There are two sides to all our natures, and often life is a struggle as to which one prevails. In the Christian life two forces between flesh and the Spirit compete. In the flesh, what we are by nature and fallen condition, but when under the influence of the Holy Spirit, we become the kind of person of which Jesus would approve. In the flesh, what we are by birth; and in the Spirit when we are born anew.

This is where baptism needs to be understood sensibly and theologically. In the baptism service in some denominations it is declared ‘that this child has been born anew (or again)’. It is both nonsensical and irresponsible to say a new born child, or a child of most ages, knows what being born again means in the spiritual sense. Before a person can claim to be born again, there has to be repentance from sin, and a confession of faith.

Christians will often face an internal struggle intensely as their own nature dearly wishes to follow a course of life which their spiritual conscience tells them is wrong, and the Holy Spirit will not let them feel comfortable with it. He will convict us by reminding us why Jesus died on the Cross.

The Church is often reluctant to speak frankly on parts of the Bible as many within, both lay and clergy do not subscribe fully to what is written, and often fall down on more than one sin.
It is still a fact that most of us who attend Church strive to live in the way we are called to do so, and to a great degree succeed. When we do fall we know Christ is waiting to pick us up, having given His life on the Cross to put us right with God.

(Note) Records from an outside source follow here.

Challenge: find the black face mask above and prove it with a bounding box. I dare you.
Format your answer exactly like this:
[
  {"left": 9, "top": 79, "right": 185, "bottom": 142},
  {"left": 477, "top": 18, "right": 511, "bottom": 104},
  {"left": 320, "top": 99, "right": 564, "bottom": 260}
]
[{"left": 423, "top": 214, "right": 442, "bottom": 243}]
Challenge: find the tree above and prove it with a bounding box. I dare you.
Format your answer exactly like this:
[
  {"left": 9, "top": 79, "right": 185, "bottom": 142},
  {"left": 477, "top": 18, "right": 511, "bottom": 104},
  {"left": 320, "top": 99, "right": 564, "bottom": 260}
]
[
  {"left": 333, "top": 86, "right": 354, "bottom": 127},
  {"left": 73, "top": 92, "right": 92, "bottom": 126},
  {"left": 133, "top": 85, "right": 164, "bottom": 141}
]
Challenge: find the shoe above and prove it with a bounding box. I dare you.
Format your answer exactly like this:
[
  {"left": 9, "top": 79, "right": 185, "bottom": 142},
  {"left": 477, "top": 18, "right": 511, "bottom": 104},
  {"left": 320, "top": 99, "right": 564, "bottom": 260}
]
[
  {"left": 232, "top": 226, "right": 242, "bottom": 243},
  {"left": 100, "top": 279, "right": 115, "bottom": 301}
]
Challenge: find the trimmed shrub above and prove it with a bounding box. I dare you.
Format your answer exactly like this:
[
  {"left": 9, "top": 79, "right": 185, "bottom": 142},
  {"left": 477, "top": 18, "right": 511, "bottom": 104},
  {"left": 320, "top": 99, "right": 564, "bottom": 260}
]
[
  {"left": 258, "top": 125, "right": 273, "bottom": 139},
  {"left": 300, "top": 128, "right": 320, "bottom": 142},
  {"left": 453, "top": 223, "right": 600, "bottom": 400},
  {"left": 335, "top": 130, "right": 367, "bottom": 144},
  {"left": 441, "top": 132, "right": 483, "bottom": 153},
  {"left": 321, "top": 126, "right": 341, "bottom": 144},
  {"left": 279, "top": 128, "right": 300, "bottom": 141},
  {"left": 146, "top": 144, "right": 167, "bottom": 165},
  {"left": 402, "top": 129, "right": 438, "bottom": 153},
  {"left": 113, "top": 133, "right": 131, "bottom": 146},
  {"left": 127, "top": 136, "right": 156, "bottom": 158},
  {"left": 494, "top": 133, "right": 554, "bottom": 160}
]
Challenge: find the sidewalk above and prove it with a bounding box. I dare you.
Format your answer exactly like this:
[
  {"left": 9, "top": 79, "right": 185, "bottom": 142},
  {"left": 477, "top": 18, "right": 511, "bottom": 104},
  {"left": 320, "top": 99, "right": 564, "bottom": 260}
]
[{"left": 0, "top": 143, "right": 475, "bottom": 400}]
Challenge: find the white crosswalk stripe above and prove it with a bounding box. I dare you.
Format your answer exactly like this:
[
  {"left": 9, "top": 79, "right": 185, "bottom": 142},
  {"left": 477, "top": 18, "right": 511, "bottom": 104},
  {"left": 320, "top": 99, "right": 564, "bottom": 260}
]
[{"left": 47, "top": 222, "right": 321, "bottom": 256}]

For all those people who mock and ridicule Christians and the Bible, a time of reality will one day come when they will wish they had taken our way of life.

The Bible states ‘heaven can be entered only through the narrow gate. The highway to hell is broad and its gate is wide enough for all the multitude who choose its easy way. But the Gateway to Life is small, and the road is narrow and only a few ever find it.

Make sure you choose the right road.